In Turkey, censorship has become self-censorship. “I don’t like this solution, but the alternative was to be completely blacked out”, the former policy maker at Google and Twitter, Nicole Wong, embarrassingly admits. In 2004, she had declared “[…] we must decide what cannot be viewed on the platforms. There is a choice in that. And the choice is context-based […].”
In this case, the context has the face of Erdogan and the body of Turkey, a market from which you cannot be cut out, at the cost of deleting “terroristic propaganda”, that inevitably means turning the focus away the victims, as American Senator Lindsey Graham points out.
Abdulwahab Tahan of the NGO Airwars confirms this conclusion.
“My job is to collect and archive videos on the air strikes in Syria before they are taken off from the Web. Activists in Syria upload lots of videos on YouTube. After archiving the videos we geo-localize data […], without our work the regime would have an even freer hand, nobody would challenge them, there would be more victims killed. These videos are part of the war, they provide information, evidence for the future. The problem is that often they are classifed as IS videos and deleted from YouTube. This censorship is affecting a lot of organizations engaged in Syria.” (Abdulwahab Tahan della NGO Airwars)
In any case, the algorithms are much more influential than the journalists. David Kaye, UN Special Rapporteur on Freedom of Expression is not optimistic :
“[…] social platforms will have more and more power to decide what can remains and what is removed. Over time we will have less information available and people shouldn’t be surprised if we become a poorer society.”
The testimonies of Facebook, Google and Twitter’s big wigs before the American Senate Committee for Crime and Terrorism in October 2017 have not reassured us. They all claimed to be doing their best to protect social platforms from terrorists, jihadists and extremists of all kinds.
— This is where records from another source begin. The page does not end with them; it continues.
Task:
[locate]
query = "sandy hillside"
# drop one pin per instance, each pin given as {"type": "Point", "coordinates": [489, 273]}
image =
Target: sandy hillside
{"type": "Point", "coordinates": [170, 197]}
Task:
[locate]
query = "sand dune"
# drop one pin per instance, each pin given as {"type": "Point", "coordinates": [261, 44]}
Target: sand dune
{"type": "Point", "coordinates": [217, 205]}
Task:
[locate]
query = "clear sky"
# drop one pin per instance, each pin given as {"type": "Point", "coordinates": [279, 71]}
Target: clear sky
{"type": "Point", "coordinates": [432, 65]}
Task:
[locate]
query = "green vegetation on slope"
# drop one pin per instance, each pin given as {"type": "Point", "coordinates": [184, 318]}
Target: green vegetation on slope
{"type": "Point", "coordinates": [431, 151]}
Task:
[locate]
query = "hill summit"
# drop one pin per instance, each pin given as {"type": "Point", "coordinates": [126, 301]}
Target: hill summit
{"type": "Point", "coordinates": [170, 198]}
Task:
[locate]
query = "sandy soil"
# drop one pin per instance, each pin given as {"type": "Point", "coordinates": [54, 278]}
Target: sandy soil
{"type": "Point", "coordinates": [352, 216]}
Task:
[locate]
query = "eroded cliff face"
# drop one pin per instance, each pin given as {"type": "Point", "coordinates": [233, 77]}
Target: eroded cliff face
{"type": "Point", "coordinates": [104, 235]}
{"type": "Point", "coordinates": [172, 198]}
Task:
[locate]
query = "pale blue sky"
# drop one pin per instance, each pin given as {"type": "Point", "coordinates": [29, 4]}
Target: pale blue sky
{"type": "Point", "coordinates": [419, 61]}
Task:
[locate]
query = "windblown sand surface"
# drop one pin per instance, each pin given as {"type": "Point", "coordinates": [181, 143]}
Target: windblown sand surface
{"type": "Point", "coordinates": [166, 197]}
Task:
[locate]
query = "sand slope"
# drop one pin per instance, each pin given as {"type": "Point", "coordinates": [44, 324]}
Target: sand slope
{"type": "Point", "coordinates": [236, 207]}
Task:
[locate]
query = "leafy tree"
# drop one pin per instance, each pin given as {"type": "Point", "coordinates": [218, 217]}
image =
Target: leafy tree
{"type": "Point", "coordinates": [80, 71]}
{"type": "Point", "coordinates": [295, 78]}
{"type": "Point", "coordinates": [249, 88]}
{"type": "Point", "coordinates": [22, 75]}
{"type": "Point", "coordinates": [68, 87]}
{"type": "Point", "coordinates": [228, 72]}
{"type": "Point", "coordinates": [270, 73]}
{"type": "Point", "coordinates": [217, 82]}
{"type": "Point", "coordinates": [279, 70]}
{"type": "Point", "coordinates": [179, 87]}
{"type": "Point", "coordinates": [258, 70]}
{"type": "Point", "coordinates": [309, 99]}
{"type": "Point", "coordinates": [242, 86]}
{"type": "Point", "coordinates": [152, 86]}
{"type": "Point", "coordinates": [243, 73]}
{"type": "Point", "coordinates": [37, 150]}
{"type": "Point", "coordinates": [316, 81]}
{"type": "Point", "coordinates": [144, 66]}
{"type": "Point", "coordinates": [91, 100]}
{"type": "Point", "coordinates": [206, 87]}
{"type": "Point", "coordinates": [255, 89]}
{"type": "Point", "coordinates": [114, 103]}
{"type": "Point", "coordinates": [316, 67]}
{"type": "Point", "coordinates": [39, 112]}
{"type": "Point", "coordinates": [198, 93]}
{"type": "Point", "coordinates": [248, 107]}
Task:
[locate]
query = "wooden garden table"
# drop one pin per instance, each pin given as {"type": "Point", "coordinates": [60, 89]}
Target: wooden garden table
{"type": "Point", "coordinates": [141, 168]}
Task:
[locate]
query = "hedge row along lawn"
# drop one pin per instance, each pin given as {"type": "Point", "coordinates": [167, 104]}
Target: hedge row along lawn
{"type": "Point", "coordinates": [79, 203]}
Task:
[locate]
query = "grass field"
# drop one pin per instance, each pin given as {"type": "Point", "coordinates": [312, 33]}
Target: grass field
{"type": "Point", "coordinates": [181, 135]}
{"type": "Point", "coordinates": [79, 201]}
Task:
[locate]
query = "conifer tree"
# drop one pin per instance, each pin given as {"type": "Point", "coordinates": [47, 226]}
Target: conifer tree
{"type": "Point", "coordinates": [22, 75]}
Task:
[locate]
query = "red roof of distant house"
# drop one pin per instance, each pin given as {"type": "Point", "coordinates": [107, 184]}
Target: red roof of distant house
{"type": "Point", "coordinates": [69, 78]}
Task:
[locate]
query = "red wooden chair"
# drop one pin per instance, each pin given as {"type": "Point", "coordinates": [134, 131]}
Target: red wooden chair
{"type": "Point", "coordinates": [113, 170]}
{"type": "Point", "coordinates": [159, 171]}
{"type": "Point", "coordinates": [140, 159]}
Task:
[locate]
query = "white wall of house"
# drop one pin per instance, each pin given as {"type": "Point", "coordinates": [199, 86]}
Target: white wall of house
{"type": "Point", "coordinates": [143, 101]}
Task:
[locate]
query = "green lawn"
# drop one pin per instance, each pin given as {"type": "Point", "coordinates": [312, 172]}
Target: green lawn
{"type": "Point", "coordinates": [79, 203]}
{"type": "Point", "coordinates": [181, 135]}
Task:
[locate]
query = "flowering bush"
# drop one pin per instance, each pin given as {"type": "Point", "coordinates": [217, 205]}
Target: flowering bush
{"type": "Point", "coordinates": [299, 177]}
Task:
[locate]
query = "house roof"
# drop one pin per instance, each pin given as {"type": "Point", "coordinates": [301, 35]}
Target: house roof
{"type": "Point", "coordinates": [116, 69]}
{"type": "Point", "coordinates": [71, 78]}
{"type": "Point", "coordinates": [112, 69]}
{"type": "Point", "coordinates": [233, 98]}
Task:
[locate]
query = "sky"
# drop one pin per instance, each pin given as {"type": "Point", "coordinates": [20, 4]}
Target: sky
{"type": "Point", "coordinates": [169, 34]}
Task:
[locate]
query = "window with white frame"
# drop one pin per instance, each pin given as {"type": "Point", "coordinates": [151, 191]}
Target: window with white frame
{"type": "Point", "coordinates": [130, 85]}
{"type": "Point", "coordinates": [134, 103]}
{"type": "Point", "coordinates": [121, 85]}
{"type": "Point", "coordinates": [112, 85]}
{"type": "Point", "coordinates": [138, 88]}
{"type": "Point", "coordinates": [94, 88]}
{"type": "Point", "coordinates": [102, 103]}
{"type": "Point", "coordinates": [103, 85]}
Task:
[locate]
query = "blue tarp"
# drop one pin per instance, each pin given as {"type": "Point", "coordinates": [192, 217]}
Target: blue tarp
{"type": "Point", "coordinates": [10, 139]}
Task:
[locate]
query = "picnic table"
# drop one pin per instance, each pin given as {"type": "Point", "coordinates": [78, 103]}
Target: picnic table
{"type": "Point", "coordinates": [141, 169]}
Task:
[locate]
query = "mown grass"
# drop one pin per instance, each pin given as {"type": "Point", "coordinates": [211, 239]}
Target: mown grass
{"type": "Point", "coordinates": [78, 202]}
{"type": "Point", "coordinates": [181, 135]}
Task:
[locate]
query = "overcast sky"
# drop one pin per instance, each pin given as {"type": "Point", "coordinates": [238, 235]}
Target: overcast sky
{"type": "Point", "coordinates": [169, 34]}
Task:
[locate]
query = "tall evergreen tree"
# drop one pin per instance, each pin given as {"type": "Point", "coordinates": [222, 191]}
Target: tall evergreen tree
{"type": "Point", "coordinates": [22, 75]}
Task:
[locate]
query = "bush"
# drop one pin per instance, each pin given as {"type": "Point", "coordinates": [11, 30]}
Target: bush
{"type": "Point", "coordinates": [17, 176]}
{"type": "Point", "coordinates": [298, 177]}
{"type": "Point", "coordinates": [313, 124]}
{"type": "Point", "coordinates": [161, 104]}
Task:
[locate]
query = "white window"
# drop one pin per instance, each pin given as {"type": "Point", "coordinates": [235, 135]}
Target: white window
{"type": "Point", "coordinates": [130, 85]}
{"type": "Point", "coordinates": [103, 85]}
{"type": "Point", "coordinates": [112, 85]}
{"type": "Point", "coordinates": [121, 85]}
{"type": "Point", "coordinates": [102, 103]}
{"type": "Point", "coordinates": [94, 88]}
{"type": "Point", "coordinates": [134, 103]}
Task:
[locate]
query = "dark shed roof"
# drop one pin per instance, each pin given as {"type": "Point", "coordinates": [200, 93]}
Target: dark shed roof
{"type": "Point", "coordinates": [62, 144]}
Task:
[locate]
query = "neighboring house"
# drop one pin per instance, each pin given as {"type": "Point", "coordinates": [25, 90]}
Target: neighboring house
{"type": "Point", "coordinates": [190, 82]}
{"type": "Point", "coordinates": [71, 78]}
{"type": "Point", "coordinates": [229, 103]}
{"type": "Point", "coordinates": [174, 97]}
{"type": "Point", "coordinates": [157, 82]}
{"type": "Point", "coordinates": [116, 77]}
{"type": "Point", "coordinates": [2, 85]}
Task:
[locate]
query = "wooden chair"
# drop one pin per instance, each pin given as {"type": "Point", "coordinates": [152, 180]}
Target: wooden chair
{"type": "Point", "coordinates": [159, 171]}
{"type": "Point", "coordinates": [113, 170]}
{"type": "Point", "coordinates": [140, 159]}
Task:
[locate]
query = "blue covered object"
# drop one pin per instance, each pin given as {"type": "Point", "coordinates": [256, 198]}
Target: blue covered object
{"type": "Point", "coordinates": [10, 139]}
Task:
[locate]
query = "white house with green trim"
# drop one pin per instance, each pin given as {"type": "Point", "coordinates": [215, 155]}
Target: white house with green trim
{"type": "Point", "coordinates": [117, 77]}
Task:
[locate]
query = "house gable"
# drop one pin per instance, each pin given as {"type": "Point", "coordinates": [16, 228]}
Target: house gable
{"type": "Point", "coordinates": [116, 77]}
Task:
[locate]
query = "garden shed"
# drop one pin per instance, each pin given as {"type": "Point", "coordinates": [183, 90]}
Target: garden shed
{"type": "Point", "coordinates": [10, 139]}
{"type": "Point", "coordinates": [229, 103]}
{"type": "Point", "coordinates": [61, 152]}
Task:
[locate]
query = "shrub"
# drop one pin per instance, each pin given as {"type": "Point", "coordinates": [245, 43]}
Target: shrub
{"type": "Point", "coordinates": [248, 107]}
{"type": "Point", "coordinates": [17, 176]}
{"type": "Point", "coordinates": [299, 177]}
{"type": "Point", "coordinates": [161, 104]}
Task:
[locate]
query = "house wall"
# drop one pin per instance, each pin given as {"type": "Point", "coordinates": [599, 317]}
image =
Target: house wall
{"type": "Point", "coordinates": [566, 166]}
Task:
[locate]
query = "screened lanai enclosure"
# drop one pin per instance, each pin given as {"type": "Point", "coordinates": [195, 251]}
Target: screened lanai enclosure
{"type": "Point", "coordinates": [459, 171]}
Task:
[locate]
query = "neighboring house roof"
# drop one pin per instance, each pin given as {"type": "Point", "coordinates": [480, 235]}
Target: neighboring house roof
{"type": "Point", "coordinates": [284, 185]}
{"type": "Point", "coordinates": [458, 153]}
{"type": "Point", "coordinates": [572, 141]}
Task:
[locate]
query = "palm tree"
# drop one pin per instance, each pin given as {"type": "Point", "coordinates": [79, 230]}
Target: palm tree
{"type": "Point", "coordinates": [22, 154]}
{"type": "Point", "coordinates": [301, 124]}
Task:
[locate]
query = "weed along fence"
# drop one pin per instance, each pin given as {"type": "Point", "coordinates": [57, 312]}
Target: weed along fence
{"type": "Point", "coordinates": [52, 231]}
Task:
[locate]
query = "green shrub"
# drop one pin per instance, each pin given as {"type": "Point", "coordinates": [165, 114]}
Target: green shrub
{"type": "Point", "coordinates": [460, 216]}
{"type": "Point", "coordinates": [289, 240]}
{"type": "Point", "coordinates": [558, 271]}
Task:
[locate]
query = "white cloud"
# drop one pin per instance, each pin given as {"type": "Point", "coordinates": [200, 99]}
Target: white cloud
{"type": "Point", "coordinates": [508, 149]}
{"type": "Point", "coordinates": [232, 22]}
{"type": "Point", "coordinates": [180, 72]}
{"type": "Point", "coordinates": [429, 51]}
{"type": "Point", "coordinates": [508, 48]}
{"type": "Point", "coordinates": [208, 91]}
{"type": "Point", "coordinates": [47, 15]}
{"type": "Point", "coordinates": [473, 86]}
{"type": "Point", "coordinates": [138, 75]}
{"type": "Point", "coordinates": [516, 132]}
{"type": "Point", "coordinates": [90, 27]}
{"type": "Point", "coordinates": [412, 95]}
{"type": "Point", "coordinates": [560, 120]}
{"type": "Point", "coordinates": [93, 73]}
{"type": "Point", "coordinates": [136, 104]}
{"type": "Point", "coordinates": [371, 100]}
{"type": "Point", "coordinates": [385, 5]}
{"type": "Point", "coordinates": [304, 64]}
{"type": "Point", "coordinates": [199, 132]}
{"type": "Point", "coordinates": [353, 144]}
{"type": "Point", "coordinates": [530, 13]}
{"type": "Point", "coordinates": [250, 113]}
They all guarantee that they have thousands of people reviewing thousands and thousands of pages to stop the spread of terrorist content and foreign interference in the democracy of the United States – “We have ten thousand people working for security and we are committed to investing more by the end of 2018.” (Colin Stretch)
Tristan Harris, well-known former Google design ethicist, and “the closest thing Silicon Valley has to a conscience”, as The Atlantic defined him, thinks that platforms have been undoubtedly designed to provoke extreme reactions and behavior.
“There is an underlying misconception – it is to think that human nature is human nature and technology is a neutral tool. This is not true because technology does have a bias, it has a goal. The goal is to draw the attention of as many people as possible. Outrage, offence, violence, all the evils of the world, are really good at doing that, and Facebook benefits from it all.”
The closing scenes of THE CLEANERS takes us back to where we had started our journey, to the outskirts of Manila among mountains of trash. Some of the Cleaners will give up, some confessing that they are no longer the same person as when they started the work (“it is as if a virus had taken possession of my brain”), some grit their teeth and go on.
One, instead, couldn’t handle it and killed himself, unexplainably, with a rope around his neck. He was specialized in censoring extreme self-mutilation videos.